I think we’ve reached the point where great effects are so plentiful and “easy” that they can get out of the way and the writers can actually write a real science fiction story and not just an action movie with aliens or robots. And even a smaller, independent film like Ex Machina can have stunning effects. (Though honestly, the script probably didn’t really need them.)
Ava’s look certainly added to the unsettling feel, but if you were willing to accept a practical makeup effect instead, and stripped out some of the modern references, it could have been made 20 years ago just fine.
And when you do have the big budget, you can get stuff like Interstellar, which, while I didn’t really love it, felt like a Clarke or Asimov novel brought to the screen.
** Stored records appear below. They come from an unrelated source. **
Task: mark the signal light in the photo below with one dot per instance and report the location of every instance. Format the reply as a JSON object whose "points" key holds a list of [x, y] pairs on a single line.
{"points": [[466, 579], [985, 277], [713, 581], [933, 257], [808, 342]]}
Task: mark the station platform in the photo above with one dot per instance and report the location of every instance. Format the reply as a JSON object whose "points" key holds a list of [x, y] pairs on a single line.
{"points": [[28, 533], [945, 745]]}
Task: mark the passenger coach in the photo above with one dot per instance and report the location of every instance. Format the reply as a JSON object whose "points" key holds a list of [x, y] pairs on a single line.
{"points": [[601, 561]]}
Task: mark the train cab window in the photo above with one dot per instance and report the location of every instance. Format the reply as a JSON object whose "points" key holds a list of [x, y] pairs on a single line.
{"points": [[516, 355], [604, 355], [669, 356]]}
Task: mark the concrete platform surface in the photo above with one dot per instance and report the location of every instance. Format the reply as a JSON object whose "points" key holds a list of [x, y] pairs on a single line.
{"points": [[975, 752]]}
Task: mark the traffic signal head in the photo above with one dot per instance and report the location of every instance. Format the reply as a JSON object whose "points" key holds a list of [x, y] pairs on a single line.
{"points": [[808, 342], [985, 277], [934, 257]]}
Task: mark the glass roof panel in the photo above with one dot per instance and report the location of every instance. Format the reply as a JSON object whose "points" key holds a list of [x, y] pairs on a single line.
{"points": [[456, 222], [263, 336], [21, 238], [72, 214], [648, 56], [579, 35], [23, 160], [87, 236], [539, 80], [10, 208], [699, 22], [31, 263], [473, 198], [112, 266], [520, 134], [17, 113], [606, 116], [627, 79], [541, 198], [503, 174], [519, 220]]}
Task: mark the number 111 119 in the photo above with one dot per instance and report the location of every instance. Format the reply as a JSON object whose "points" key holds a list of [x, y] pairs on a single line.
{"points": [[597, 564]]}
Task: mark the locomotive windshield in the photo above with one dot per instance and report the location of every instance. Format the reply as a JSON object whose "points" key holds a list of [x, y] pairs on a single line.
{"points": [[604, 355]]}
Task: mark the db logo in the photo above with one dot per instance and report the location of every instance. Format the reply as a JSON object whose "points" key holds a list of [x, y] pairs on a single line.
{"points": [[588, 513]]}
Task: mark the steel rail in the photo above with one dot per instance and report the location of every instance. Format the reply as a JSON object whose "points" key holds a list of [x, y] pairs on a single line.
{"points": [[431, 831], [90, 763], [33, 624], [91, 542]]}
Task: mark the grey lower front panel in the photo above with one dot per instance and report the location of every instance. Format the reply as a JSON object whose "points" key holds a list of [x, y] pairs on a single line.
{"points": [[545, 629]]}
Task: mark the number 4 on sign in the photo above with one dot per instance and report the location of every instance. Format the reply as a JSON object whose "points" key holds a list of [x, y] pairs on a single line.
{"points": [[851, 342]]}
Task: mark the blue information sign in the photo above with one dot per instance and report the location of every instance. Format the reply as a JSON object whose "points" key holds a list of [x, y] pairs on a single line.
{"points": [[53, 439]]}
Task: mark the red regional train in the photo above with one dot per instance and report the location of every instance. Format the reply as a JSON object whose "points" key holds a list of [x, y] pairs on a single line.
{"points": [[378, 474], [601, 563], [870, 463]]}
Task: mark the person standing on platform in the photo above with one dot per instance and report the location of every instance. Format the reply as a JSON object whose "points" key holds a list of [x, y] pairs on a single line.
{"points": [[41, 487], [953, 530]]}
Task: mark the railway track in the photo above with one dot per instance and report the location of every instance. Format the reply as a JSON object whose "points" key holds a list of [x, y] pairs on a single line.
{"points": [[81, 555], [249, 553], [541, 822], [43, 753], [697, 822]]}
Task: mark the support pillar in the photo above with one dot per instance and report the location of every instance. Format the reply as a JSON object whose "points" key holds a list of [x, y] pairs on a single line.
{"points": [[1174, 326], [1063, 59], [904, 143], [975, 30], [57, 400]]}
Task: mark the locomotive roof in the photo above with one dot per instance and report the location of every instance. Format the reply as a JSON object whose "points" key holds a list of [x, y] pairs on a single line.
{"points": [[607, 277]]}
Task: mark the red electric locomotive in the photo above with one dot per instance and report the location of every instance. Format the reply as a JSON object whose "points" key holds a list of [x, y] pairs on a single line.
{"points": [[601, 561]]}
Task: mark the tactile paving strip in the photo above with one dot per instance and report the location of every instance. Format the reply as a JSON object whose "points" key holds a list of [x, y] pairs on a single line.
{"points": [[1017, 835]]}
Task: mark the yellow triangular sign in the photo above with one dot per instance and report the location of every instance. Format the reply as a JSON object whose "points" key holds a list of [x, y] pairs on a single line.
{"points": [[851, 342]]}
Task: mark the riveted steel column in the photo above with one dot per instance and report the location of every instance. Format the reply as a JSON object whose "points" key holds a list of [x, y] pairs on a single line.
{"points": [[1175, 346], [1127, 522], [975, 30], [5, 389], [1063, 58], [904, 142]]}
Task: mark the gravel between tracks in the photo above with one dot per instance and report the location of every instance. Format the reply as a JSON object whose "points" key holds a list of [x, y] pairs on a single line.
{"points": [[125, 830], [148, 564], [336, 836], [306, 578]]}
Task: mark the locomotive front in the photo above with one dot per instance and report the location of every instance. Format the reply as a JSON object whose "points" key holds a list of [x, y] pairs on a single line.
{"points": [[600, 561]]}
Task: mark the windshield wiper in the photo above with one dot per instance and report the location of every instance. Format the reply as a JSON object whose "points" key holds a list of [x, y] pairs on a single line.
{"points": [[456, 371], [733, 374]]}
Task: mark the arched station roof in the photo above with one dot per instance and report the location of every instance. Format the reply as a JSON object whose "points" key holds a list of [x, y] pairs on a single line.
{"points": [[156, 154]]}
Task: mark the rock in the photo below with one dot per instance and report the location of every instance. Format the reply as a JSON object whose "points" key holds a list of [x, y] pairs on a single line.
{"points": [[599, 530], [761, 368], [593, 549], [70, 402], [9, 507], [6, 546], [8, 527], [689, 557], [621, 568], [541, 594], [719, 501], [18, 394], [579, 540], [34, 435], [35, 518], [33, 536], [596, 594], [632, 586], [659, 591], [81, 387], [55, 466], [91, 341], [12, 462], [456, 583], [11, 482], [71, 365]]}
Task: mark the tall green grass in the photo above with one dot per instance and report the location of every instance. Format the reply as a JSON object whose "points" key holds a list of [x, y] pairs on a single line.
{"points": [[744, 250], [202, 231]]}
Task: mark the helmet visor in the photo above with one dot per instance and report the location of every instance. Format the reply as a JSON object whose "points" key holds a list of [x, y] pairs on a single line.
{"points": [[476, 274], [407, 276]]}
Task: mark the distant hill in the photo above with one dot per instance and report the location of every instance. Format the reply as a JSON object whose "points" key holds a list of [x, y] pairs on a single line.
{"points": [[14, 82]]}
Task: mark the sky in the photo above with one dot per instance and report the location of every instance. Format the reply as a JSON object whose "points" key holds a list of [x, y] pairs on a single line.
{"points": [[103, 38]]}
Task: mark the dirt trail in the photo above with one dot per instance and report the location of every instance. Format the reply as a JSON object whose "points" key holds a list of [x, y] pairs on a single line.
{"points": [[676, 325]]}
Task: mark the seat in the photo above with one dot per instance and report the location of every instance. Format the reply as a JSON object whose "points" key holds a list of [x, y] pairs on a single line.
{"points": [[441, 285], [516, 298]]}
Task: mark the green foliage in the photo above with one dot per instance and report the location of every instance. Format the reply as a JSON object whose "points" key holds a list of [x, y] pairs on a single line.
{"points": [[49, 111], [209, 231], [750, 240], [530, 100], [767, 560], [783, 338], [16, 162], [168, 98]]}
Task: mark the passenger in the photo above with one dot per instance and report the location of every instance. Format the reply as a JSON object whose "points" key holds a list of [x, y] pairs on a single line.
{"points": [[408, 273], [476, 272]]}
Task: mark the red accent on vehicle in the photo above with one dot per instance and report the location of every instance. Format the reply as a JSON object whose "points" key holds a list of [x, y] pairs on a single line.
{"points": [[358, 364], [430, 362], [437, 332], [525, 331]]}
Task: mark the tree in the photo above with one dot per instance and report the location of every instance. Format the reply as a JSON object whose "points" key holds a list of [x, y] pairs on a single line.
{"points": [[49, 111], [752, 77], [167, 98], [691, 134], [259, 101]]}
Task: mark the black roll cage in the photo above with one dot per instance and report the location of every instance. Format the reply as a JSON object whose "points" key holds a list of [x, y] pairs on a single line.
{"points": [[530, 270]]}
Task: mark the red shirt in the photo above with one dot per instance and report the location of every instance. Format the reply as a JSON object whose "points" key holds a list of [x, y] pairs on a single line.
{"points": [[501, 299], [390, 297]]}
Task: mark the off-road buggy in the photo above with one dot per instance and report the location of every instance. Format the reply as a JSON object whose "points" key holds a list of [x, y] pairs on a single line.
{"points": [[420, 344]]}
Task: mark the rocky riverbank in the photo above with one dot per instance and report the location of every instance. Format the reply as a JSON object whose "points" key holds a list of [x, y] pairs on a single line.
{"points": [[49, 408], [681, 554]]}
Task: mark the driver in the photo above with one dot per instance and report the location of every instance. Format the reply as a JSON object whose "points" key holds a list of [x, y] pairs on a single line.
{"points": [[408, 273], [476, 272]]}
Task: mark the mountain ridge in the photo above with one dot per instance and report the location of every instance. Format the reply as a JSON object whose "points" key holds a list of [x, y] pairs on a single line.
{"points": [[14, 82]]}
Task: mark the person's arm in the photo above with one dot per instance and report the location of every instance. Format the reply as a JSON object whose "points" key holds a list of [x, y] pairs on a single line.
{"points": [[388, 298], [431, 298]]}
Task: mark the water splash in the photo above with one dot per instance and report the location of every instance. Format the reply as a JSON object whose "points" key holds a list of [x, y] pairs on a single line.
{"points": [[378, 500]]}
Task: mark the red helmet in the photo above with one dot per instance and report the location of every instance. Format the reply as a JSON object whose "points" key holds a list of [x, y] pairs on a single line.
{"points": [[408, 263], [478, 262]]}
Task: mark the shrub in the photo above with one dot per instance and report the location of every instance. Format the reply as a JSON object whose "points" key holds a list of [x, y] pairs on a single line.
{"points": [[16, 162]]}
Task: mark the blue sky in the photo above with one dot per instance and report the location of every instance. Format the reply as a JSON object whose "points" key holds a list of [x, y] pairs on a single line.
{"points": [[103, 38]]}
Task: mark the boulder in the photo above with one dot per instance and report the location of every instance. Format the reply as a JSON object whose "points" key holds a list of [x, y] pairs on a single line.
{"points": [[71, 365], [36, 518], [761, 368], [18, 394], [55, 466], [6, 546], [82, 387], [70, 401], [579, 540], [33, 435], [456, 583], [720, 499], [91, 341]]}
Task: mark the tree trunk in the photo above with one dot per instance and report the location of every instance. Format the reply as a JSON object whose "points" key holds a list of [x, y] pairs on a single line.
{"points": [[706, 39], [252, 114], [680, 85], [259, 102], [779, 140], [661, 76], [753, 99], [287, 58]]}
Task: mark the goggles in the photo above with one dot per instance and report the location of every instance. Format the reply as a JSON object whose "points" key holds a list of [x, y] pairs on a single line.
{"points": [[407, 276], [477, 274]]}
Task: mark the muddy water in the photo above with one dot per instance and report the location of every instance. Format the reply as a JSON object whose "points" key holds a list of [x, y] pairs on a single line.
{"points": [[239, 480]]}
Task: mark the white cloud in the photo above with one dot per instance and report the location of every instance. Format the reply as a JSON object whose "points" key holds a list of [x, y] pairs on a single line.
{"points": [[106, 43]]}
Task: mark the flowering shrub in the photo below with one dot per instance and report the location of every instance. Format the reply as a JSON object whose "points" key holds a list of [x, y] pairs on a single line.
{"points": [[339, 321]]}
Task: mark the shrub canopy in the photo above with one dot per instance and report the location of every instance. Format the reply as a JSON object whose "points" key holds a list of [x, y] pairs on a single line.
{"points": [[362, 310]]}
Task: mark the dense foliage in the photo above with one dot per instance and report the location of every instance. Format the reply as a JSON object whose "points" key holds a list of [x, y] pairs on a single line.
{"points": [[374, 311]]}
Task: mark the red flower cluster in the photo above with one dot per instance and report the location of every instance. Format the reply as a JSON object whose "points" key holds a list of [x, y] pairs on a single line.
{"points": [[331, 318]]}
Or Inception, which again, I didn’t love, but asked real interesting questions about reality, while having stunning visuals to boot.
That, and with all the technological wonders of the past 50 years or so, science fiction is getting closer to reality. While I know intellectually that humans haven’t been on Mars, while I was watching it, The Martian felt almost as much of a historical fiction piece as Apollo 13 did.
I think it’s just a matter of the time being right in terms of what we can do on the screen, what we can do in real life, and what people are willing to accept and take seriously. (There’s a lot less looking down on scifi as childish than there was 20 or 30 years ago).
(On the other hand, I found Gravity too schmaltzy and hollywood-predictable. Decent movie, and the scene of the initial accident is stunning and harrowing, but all the stuff with her daughter… ugh. I loved the fact that The Martian forewent all that and never gave him a daughter or a wife back home to pine for, and barely mentioned his parents. (if at all… that might have been in the book only.)